Making Your Own Gluten-Free Non-Alcoholic Beer
It is also possible to brew basic gluten-free non-alcoholic beer at home with minimal equipment needed. You can use brewer’s yeast to add carbonation and beer-like flavor.
One simple recipe is:
– 3 pounds sorghum syrup
– 1 gallon water
– 1 ounce brewer’s yeast
– 1 teaspoon gluten-free beer extract
– 1⁄4 teaspoon garlic powder
– 1⁄4 teaspoon onion powder
1. Bring water to a boil in a large pot. Remove from heat.
2. Stir in sorghum syrup until dissolved. Add yeast, beer extract, garlic powder and onion powder.
3. Pour into sanitized beer bottles, leaving 1 inch headspace. Cap tightly.
4. Store at room temperature for 48 hours then refrigerate for 5-7 days before drinking.

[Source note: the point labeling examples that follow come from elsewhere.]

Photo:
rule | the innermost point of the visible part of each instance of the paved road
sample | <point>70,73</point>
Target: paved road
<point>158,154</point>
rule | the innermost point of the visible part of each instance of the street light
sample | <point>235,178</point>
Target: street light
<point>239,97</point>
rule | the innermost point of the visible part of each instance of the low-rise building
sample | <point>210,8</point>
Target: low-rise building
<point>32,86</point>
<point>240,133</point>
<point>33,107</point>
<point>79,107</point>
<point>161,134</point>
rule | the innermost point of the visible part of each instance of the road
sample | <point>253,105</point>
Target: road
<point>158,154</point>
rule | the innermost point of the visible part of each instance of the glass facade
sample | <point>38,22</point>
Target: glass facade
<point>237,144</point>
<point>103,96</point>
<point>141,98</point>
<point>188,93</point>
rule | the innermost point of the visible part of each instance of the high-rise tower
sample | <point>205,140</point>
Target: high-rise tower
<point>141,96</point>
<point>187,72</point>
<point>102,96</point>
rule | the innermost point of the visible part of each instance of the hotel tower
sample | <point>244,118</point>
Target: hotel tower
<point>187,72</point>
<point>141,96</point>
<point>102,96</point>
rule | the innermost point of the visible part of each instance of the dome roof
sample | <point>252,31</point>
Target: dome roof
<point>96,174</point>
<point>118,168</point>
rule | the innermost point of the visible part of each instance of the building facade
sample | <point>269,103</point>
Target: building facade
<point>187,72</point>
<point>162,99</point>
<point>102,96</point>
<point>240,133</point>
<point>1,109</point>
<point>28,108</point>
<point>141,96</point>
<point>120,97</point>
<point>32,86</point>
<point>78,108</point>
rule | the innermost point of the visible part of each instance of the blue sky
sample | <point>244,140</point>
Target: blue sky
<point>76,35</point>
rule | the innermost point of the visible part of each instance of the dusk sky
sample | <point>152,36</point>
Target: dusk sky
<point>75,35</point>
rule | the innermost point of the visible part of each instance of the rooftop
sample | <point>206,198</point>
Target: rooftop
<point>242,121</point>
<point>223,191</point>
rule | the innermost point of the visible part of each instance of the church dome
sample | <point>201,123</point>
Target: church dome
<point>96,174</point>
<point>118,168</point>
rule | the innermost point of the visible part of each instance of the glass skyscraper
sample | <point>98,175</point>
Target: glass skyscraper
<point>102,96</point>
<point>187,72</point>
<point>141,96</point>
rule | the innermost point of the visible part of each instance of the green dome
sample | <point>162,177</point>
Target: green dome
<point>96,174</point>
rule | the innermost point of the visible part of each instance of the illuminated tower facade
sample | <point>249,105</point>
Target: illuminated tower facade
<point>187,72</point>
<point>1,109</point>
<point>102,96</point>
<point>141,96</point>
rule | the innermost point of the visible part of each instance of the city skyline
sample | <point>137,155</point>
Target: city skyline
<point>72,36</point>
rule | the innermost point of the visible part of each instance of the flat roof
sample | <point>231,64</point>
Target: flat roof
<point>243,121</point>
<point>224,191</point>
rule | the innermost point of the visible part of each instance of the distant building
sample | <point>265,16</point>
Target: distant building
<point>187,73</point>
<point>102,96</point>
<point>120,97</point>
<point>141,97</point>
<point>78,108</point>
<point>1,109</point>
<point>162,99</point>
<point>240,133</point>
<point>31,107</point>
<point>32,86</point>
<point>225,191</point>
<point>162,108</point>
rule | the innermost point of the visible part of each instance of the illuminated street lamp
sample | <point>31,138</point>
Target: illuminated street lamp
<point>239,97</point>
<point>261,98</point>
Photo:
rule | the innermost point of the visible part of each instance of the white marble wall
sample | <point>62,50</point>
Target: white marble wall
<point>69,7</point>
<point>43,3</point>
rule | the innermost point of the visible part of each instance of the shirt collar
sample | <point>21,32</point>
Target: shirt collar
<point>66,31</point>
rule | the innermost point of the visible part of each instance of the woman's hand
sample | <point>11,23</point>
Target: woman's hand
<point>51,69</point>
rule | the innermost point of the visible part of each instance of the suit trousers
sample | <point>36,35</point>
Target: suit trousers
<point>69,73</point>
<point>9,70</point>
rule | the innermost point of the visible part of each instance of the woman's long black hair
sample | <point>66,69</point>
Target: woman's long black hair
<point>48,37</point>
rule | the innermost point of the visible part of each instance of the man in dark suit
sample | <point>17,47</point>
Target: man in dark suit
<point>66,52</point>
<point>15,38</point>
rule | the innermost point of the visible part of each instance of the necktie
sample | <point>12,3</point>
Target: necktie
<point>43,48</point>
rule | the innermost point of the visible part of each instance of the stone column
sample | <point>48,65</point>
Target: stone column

The carbonation and flavors will develop during storage as the yeast ferments the sugars. This produces a fizzy, beer-flavored beverage without alcohol or gluten. Feel free to customize and experiment with different gluten-free grains, flavorings and fermentation times.
Potential Drawbacks of Non-Alcoholic Beers
While non-alcoholic beers offer new options for gluten-sensitive beer lovers, a few cautions are warranted:
A minority with gluten-related disorders may react to protein components in gluten-free grains like corn, rice or sorghum. These individuals may still have problems with some non-alcoholic beers.
Non-alcoholic beers contain fermentable carbohydrates called FODMAPs that can trigger digestive issues in some with irritable bowel syndrome (IBS). Those with IBS may want to check tolerance first.
The calorie, sugar, vitamin and mineral content of non-alcoholic beers can vary greatly by brand and recipe. Those looking to limit sugar or carbs will need to choose wisely.
While quite safe for most gluten-sensitive individuals, personal factors should be considered when selecting non-alcoholic beers. Proper hydration and nutrition also remain important for overall well-being.
The Bottom Line
So does non-alcoholic beer contain gluten? In most cases, yes – but only trace amounts below 20 ppm.
For celiacs, most mainstream non-alcoholic beers are likely best avoided due to uncertainty around precise gluten content and individual sensitivity levels. Those with gluten sensitivity or intolerance can generally consume non-alcoholic beers safely in moderation, but gluten-free varieties offer extra assurance.
When in doubt, check with the brewer regarding their gluten testing and production processes. While not suitable for everyone with gluten restrictions, non-alcoholic beers provide another way for many beer aficionados to enjoy a cold brew without the alcohol or gluten over-indulgence.